3.その商品棚における“らしさ”を考える

インパクトがあるデザインだったとしても、そのカテゴリーの商品に見えなければ問題です。インパクトがありながらも“らしく”見えるには、どのポイントを押さえればいいかを考えます。

検証

ここに来てようやく、デザイン制作にとりかかります。ターゲット層の共感を得られるトーン&マナーや、そのメーカーらしさというポイントも、加味していきます。そこからはずっとパソコンで作業、とはなりません。形になったデザインを検証していきます。実際の店舗にデザインを並べるわけにはいきませんので、社内の模擬棚に並べたり、店頭の写真にデザインを合成したりします。そうして狙いが効果的に機能しているかの答え合わせを行うのです。

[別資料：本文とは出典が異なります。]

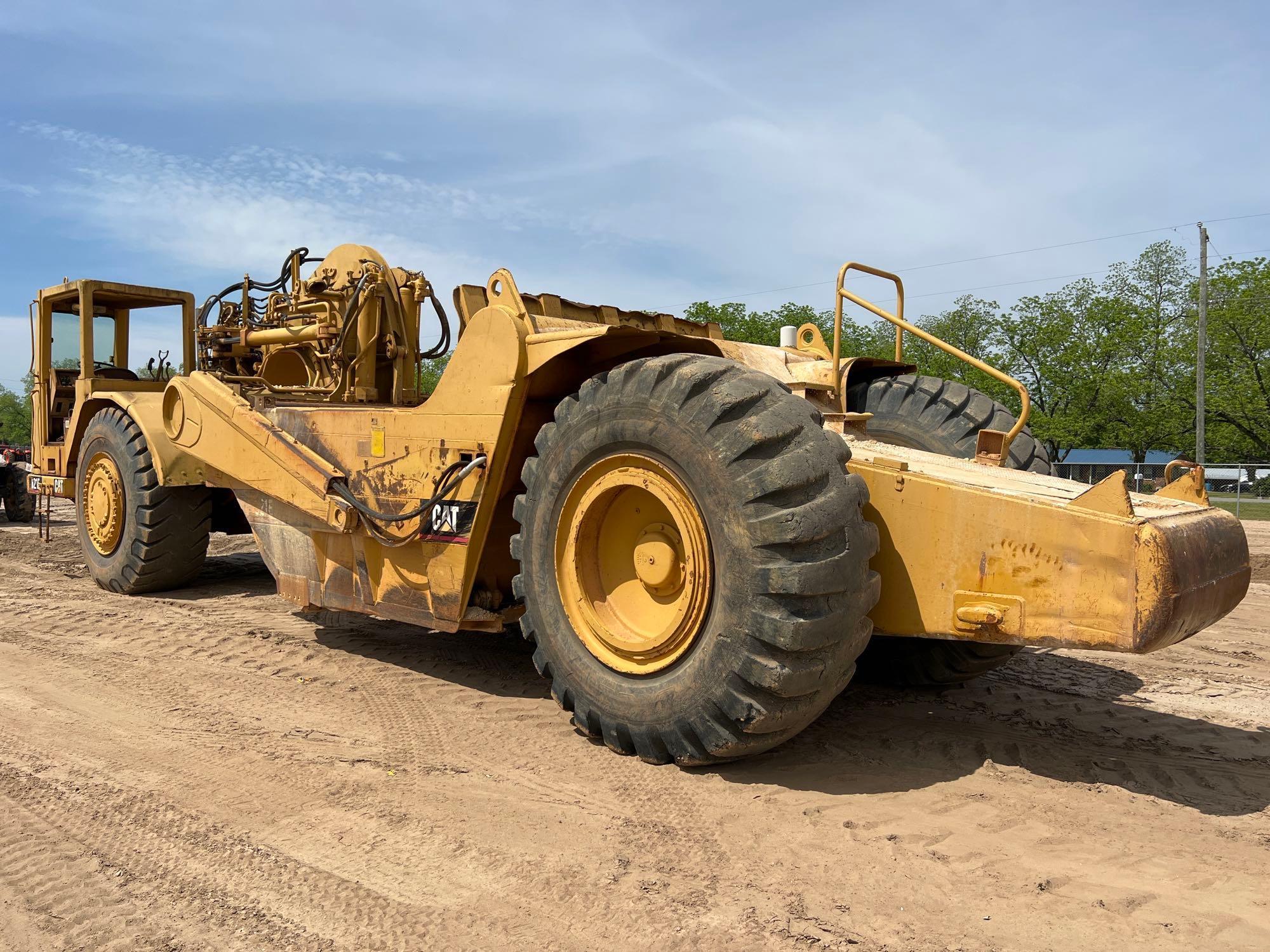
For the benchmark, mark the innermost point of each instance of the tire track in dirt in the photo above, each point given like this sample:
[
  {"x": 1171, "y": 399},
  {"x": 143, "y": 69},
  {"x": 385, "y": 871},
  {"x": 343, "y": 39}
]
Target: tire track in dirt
[{"x": 231, "y": 879}]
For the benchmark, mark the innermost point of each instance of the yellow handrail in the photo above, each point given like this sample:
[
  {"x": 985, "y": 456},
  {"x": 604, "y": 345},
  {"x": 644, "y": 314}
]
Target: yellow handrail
[{"x": 902, "y": 326}]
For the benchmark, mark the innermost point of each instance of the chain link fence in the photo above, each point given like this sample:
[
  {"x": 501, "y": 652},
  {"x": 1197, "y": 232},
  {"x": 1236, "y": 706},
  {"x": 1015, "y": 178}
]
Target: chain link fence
[{"x": 1243, "y": 489}]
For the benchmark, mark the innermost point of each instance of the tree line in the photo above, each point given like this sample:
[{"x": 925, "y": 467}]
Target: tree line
[{"x": 1108, "y": 364}]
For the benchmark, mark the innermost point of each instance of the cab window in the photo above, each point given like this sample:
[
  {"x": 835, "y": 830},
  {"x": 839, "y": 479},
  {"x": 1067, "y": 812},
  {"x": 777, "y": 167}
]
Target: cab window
[{"x": 65, "y": 351}]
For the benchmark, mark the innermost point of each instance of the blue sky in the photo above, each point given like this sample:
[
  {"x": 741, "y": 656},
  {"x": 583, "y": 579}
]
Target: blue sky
[{"x": 643, "y": 155}]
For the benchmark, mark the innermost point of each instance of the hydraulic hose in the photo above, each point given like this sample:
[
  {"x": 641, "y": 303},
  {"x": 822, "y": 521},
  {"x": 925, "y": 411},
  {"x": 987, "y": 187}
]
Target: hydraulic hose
[{"x": 450, "y": 478}]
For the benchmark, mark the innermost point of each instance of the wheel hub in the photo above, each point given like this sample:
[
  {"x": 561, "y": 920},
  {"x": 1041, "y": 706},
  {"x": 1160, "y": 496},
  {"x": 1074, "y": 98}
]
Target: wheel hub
[
  {"x": 633, "y": 563},
  {"x": 104, "y": 503}
]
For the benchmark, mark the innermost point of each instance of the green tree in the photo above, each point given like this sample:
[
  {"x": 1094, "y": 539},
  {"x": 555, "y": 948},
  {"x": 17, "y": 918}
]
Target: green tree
[
  {"x": 15, "y": 418},
  {"x": 1238, "y": 397},
  {"x": 1062, "y": 347},
  {"x": 1154, "y": 312}
]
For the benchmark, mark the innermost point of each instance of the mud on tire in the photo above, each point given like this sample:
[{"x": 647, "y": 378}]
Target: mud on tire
[
  {"x": 940, "y": 417},
  {"x": 791, "y": 559},
  {"x": 163, "y": 541}
]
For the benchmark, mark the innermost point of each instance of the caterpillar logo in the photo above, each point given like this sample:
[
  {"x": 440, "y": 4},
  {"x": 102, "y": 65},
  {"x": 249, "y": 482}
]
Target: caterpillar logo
[{"x": 449, "y": 522}]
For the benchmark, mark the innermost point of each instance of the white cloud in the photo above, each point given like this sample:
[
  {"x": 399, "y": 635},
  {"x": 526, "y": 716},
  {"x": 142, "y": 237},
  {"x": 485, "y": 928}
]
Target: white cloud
[{"x": 247, "y": 208}]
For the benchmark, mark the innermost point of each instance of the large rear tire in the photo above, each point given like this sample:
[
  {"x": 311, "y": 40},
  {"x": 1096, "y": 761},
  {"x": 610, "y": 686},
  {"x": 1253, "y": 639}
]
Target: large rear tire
[
  {"x": 754, "y": 621},
  {"x": 137, "y": 535},
  {"x": 939, "y": 417}
]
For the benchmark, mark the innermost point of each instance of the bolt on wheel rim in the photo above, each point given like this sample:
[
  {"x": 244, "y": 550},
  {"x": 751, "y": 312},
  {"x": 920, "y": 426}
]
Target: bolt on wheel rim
[
  {"x": 104, "y": 503},
  {"x": 633, "y": 563}
]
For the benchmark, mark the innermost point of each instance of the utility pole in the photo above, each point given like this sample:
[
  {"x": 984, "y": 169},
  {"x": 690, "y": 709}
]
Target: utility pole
[{"x": 1202, "y": 345}]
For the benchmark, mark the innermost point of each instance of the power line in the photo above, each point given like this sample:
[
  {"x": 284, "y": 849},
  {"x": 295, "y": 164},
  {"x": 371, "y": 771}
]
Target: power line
[
  {"x": 1037, "y": 281},
  {"x": 984, "y": 258}
]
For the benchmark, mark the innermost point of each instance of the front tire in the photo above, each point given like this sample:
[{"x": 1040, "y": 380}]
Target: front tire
[
  {"x": 939, "y": 417},
  {"x": 137, "y": 535},
  {"x": 676, "y": 441},
  {"x": 18, "y": 505}
]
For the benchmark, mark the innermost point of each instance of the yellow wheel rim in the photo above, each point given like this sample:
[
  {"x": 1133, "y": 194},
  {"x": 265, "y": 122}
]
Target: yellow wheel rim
[
  {"x": 104, "y": 503},
  {"x": 633, "y": 563}
]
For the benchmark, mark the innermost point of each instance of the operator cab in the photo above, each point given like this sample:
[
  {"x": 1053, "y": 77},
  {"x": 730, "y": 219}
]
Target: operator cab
[{"x": 83, "y": 350}]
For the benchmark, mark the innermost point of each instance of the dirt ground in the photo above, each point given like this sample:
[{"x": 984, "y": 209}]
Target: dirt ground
[{"x": 211, "y": 770}]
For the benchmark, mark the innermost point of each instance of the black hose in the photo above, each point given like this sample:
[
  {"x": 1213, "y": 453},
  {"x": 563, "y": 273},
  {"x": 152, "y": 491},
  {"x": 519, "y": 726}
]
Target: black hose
[
  {"x": 450, "y": 478},
  {"x": 444, "y": 345}
]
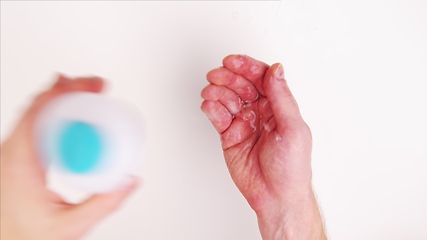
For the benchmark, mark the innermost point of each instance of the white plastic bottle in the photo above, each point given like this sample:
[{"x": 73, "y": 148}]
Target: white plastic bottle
[{"x": 90, "y": 140}]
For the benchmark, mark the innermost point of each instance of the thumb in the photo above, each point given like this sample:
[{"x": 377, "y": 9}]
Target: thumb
[
  {"x": 283, "y": 103},
  {"x": 82, "y": 216}
]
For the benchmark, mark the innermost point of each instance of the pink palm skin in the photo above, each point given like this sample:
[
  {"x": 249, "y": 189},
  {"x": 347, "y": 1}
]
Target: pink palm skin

このように、売れるパッケージをデザインしようとするなら、ライバルの事や、戦う土俵の事を知らずに、勝つことはできません。
そのような視点で店頭を見ると、メーカー各社が、自社製品の優れている点を、他社製品を意識しながら、より良く消費者に伝えようとする努力と思惑が透けて見えてきます。
普段の買い物の時には、選んで楽しい売り場ですが、少し視点を変えて見てみると、そこは各社がしのぎを削る戦場なのです。

[筆者プロフィール]

鎌尾 典明

株式会社TCD デザインディレクター

主に商品ブランディングならびにパッケージデザインに従事。実効力の高いご提案を心がけています。趣味は釣りと最近始めたMTB。